A: It sort of drew back in but there is a reason why. Human nature has proved this time and time again that in the face of adversity, self-preservation is most preferred. People didn’t consume fashion as much. It wasn’t the priority; staying alive was. Only now are we seeing people making a full return to the outside – this being travel and similar experiences where people get to interact in a holistic manner befitting a soulful being.
Q: And of course, this means then that the means of expression are expanding again. So, some of the usual and unusual suspects are coming out to play now. What have been the most valuable lessons for you in being in the business of fashion?
A: In the context of Botswana, fashion is often undermined. Upon realising that, you start getting the sense that what you do is not of importance and will never be. Yet it is on the level of societal development. We, in the present, are defining an age, a time and a spirit. Being in this industry has taught me patience.
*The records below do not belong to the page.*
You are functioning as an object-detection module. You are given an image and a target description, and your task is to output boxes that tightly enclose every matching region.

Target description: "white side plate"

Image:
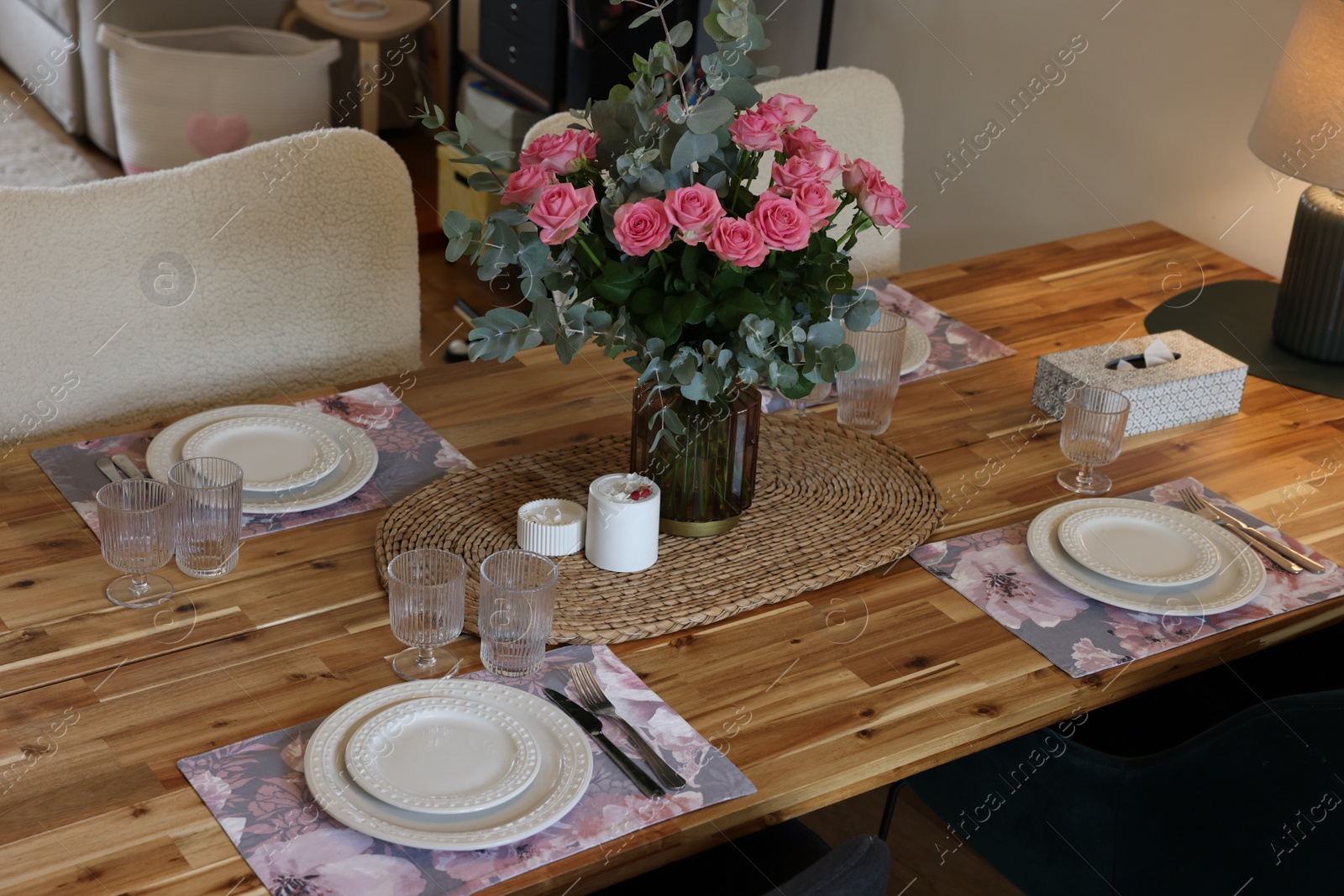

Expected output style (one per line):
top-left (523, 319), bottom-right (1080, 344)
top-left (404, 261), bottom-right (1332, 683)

top-left (145, 405), bottom-right (378, 513)
top-left (181, 417), bottom-right (340, 491)
top-left (1026, 498), bottom-right (1265, 616)
top-left (1058, 508), bottom-right (1218, 585)
top-left (345, 697), bottom-right (540, 813)
top-left (304, 679), bottom-right (593, 851)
I have to have it on my side every day. On a global scale, fashion has taught me that in order for one to truly enjoy the art of living, one must learn to evolve. Personal growth – mental, spiritual, physical and emotional – should always be a priority.
Q: What are some of the challenges facing fashion creators in Botswana in particular? Do you have any ideas of how to overcome them?
A: Lack of structure within the industry. Our industry still remains flat with a high concentration within one part of the chain and very little done to resolve the lack of activity in other parts of the chain. I think we ran after the idea of wanting to be in prime retail positions without first developing the fashion value chain within our confines. Our priority should have been establishing a textile industry because this creates a domino effect into other areas as far as fashion is concerned.
The fashion industry is much bigger than we have been exposed to in Botswana. It’s no use focusing on only one area of it and neglecting the others. Access to funding is another one. The fashion industry is quite complex in the way it operates and often lenders shy away from investing. Most I’ve encountered have a shallow understanding of how it operates, and that presents its own sets of problems.
Q: According to Vogue Business, “hosting a show at New York Fashion Week can cost anywhere from $125,000 to upwards of $300,000 — not including the price of samples”. One looks at what Dolce & Gabbana just did with their Alta Sartoria Fall/Winter Collection in Marzamemi, Sicily, and thinks they could afford all the custom-made lights, bejewelled harnesses and masks, and paying the models from just making sales. But that’s not true at all. I don’t want to pre-empt anything, but would you care to share with our readers what you have in store for them as the summer rolls in?
A: Flowers bloom in the spring. However, the extent to which they do, one only has to experience it to be able to speak of its magnificence. I hope I didn’t give too much away.